The real key to enjoying yourself while riding in the winter is dressing appropriately. One of the common mistakes I see people make is over dressing for the ride. When you are standing around waiting for that one person to get his or her boots on at the staging area and it's 30 degrees with a breeze, it makes perfect sense to wear your winter parka. But once you get moving your winter jacket suddenly becomes a mini-sauna. Here are some tips and maybe some Christmas list ideas to keep you comfortable.
First and foremost, the number one thing you need to remember is NO COTTON! That includes socks and underwear. Cotton is great when it's dry, but once you start moving and sweating it quickly transforms from warm and soft to cold and sticky and puts you on the road to hypothermia. There are many alternatives to cotton that are still warm, can breathe and will wick the moisture away so you stay warm even when they are a little damp.
Starting with the feet; personally my feet tend to get cold. So, the best solution I have found is two pairs of socks. The first pair is usually thin, like a summer sock, that is some sort of synthetic material. Over that I wear a heavier boot type sock. The thinner sock will help wick moisture away from your skin, while the heavy sock provides the insulation that you need. The combination of the two will keep your feet reasonably warm all day, even when everyone wants to stand around talking about their feelings.
Next, moving on up the body, the legs. Again, this is one of those things that it is really easy to over dress and end up too hot. I recommend your regular riding pants. But under those pants go wither either a pair of tights (like yoga pants, yeah I know super sexy) or if it is really cold a pair of heavier thermal underwear (long johns). If you do go the long-john route steer clear of the cheap cotton variety. I have found that thin tights work just fine in just about any temperature. Just like with the socks, the thin nylon tights wick moisture off the skin and offer a small amount of insulation, while at the same time your regular pants are offering the bulk of the insulation against the cold. Remember, dirt-bike riding is an active sport. Bulky clothes are great when you are sitting around the fire, but not when you are trying to navigate a rocky single track canyon.
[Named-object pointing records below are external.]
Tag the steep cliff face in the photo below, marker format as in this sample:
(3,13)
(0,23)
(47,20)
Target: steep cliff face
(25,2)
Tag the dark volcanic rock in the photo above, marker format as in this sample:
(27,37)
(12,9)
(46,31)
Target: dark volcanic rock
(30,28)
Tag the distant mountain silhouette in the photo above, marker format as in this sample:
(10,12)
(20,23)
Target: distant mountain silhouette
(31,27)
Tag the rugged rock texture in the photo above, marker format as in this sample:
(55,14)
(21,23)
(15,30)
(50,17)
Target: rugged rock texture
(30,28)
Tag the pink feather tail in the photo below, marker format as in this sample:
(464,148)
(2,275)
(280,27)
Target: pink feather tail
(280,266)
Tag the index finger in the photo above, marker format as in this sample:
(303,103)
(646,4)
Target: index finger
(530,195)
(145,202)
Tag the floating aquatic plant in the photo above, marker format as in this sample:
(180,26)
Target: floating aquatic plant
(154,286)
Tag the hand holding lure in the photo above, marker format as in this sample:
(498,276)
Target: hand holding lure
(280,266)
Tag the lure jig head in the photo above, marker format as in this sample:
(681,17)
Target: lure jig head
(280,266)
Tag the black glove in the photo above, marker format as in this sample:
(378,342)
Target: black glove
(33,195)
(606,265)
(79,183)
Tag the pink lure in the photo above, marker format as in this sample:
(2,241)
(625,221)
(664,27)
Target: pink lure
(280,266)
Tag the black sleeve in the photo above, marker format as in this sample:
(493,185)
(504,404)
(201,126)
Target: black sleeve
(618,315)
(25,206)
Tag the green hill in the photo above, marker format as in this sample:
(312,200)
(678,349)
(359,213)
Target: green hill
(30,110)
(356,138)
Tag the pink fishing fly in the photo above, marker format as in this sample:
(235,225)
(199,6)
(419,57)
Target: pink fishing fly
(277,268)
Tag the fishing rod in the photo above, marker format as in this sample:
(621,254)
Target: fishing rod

Next on our list is your torso. Just like before, a thin base layer is where you should start. There are lots of work-out type under shirts that work just fine. Start with one of these next to the skin, then your jersey. If it's really cold out I have an insulated jersey that I will use. Normally the combination of the base layer, the jersey and my chest protector are enough to keep me nice and cozy. But if those are still not quite enough I also carry a light-weight wind breaker type jacket. Something small enough that it fits in my pack. Just keeping the wind from blowing through the mesh of your jersey is usually enough to stay nice and warm.
For your neck and head there are a few options. If you start early enough you can grow a cave-man beard and wa-la have natural insulation. But, that's not an option for everyone. So I recommend a thin balaclava under your helmet (one of those Ninja masks). There are several varieties of balaclava's out there. Personally I stay with the very light-weight kind. They are generally enough to keep the wind off the skin but don't over-heat your noggin in the process.
Last, but not least are your hands. The hands are probably one of the hardest things to get warm when you are riding. I have tried using a variety of techniques to overcome this problem , including heavy snow gloves. But I have found that thick gloves are very uncomfortable and tend to impede the handlebar controls. So, what I have found that works for me is to to carry two sets of gloves. I start off with a pair of Fox Polar Paws. These are actual dirt-bike gloves but they are thicker on the back of the hand, but the palm side is normal thickness so they don't feel as bulky. For some, that may be all you need. Personally I don't like the bulky feeling on my hands. So, once I am warmed up a bit, I put the Polar Paws away an switch to my regular gloves. When there is stop of some sort, if my hands are getting cold I just put them in front of the exhaust while the bike is running or even hold onto the muffler if it is not. Normally, while I am riding, the combination of my own body heat and the little bit of wind-break from my hand guards is enough to keep my hands comfortable. Also, by switching out, I have a dry pair of gloves in my pack if I need them. Another technique that works reasonably well if you don't want to spend the money is go and get yourself a pair of those knit gloves that look really small but stretch to fit your hand and then wear those inside your normal gloves. I have also talked to people that wear latex gloves under their regular gloves, but that's a little too hot and steamy for my taste.
Having said all that about how to dress, keep in mind that riding in the winter has it's own set of problems. So always be prepared. You should carry an emergency blanket in your pack, some way to make a fire and maybe a couple of hand-warmer packets. You never know when you may find yourself in a bad situation and having to hang-out in the cold for a while.